Your Home Page Is Not a Dumping Ground

I’m writing a shorter post this week as I’ve been hit with some crud that feels like the plague. OK, I’m sure that it’s not the plague. I’m sure that it’s just a cold. But still… it feels “plague-y” to me…

I’ve been doing a lot of surfing while I’ve been stuck on the couch – and I’ve noticed a lot of sites making the same mistake. Instead of their home page providing an excellent introduction to the company’s product or service, it serves as a content dumping ground. There is so much non-essential “stuff” screaming at the reader that the back button seems like a safe haven.

Of course, it’s not good to turn folks off on any page – but there’s something about sending people away from your home page that seems especially bad. So, for your enjoyment, here are five things that should never be dumped on your home page:

  • A honkin’ big keyphrase list below the fold.  I understand that you want your home page to be relevant for 100 different, high-traffic keyphrases. But guess what – it isn’t going to happen. And no, listing all 100 of your main keyphrases in the footer isn’t a smart way to trick Google. Unless you can time travel back to when that (spammy) technique may have worked…for a while, anyway.
  • Your mission statement. Guess what? Your prospects don’t give a hoot about your mission statement. What they want to know is what’s in it for them. Save your mission statement (assuming you really, really have to have one) for your “about us” section.
  • A list of 100 of your “most popular” products. Talk about information overload. Customers won’t buy just because you add the words “most popular” before a long list of products. Yes, it’s OK to include a “most popular” list on your home page. Just narrow it down to five or so – don’t include everything you have.
  • Detailed information about your services. Sure, use the home page to give folks a “taste” of your services. But don’t list every service you have and expect folks to read it (and respond.) There’s a better place for that information. It’s called a “services page.” I highly recommend it.
  • Long, scrolling text. News flash: I don’t want to read your 1,500 word home page. If you checked your analytics, I would guess that your prospects feel the same way. Good copywriting means writing tight, not waxing poetic just because you can. If your home page takes too much time to read, slide it down by 75%. Really. Your page will be much, much better for it.

Photo gratitude goes to: Alan Stanton

7 replies
  1. Nick Stamoulis says:

    This is a common mistake. Since the homepage is viewed as the most important page, too much stuff gets crammed in. It makes for a poor user experience. All pages of a website can rank in the search engines, not just the homepage. Spread the content to different pages and optimize each page for the most relevant keywords.

  2. Samantha Gluck says:

    Thank you for this. I don’t know why ANYONE serious about their small business, or a website of any kind for that matter, would trash up their home page with any of these no-nos.

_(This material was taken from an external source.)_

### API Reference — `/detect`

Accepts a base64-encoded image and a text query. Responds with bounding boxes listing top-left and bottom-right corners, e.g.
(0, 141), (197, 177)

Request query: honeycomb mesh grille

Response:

    I LOVE the mission statement point. I know of a self-indulgent mommy-blogger (nothing wrong with mommy-bloggers — it’s the self-indulgent part that reeks) who has her protracted mission statement on the home pages of TWO of her websites. She even went through one of those “blog critiques” with SIS Gals and they told her it was too long and didn’t belong there. Did she remove it? Ummm…no. Self-indulgent and lonely on her website.

    People don’t care a rat’s hiney about mission statements. That is for YOU, not everyone else and their cousin — or for the handful of readers who get sick of seeing all of that mess on your home page.

    End of rant.


  3. James Daniel says:

    So glad to hear mission statements coming under fire. I’ve had an ongoing war with a local consultant who insists every website needs one – arguing that their very presence online is proof that they’re needed!

    Mission statements suck, chiefly because they’re full of empty corporate drivel like “we adopt a system of excellence that transpires through quality and optimum performance”.

    But even if the MS is user-friendly and added to the ‘About’ section, it’s still poisonous because (by definition) it has no WIIFM!

    Far better to start your ‘About’ page with ‘how are we geared up to solve your problem?’ and gently turn the focus from you to the customer.

    Another rant done:)

  4. Jennifer says:

    It should be fairly apparent by what you do say on the home page or about us page what your core values and philosophy is without ‘corporatising’ it, if that’s a word.